志津絵は微笑みながら手を広げ、全身で雨を受け入れるように空を仰いで立っていた。
 まるで鉄の固まりを飲み込んだように、重いものを抱えて丈太郎は雨の道を歩いた。



 丈太郎は東京市の教員採用試験に合格し、この春から中学校の歴史の教員となった。

 田舎の両親や、冨美子からは「なぜ故郷に戻らないのか」と責められたが、4年間都会で暮らした若い丈太郎には、東京で教師になる魅力を捨てることはできなかったのだ。

 あの日から、梅林家には近づかなかった。
元々近所とはあまり付き合いのなかった梅林である。これと言って噂話も耳に入って来なかった。
 あの日描いていた絵が完成したのかさえもわからない。それほどまでに、疎遠な街でもあった。
洋装の人々が多い中、着物を着た女を見かけると思わず追いかけて顔を確かめたくなる衝動に駆られることもあったが、そのたびに丈太郎はもう、彼らに囚われるのはやめたはずだと自分に言い聞かせていた。


 夏には冨美子が親の反対を押し切って上京して来た。
 田舎に戻らない丈太郎に業を煮やしての行動だったが、特に恋人もいなかった丈太郎は4年も待ち続けた彼女の気持ちを素直に受け入れることができた。
 蒸し暑い丈太郎の下宿で声を殺し肌を合わせる二人だったが、それなりに楽しかったし、垢抜けない冨美子ではあったがこのまま彼女を愛していけるとも思った。

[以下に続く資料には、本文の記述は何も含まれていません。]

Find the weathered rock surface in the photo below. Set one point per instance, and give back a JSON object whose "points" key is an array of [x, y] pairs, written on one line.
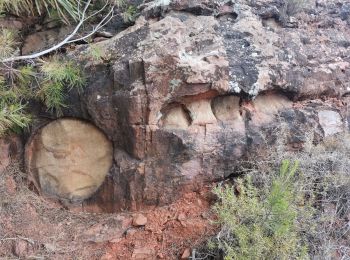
{"points": [[69, 159], [195, 86], [10, 147]]}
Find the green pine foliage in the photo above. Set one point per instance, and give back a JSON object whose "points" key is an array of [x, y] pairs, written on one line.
{"points": [[66, 9], [261, 223], [58, 76], [7, 43], [48, 81]]}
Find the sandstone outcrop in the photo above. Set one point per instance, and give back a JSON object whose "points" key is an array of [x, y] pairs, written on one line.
{"points": [[69, 159], [195, 86]]}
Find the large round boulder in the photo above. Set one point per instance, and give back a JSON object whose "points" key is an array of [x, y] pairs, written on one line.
{"points": [[69, 159]]}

 あの人が特別だったに過ぎない。本来、女と言うのはこう言うものだろう。部屋に入って来た冨美子が何を期待しているかはわかる。だが、そんなことは露ほども思っていないと言う素振りをするのだ。
男の礼儀だと、丈太郎から体を求めれば恥ずかしそうに一度は拒否する謙虚さも持ち合わせている。
 大きく足を開き、自分を招き入れるような真似は冨美子にはできないことだろう。そして丈太郎もまた、そんな淫らな姿を彼女に求めたことはない。
 志津絵だからできたことであり、志津絵だからこそ受け入れたのだ。
 冨美子が銀座にカフェの女給の仕事が決まり、いずれはこのまま結婚するのだろうな、と他人事のように思っていた矢先であった。

 丈太郎は新聞の訃報欄に一人の名前を見つけた。
 梅林順斎が、心不全で亡くなったと言う小さな記事だった。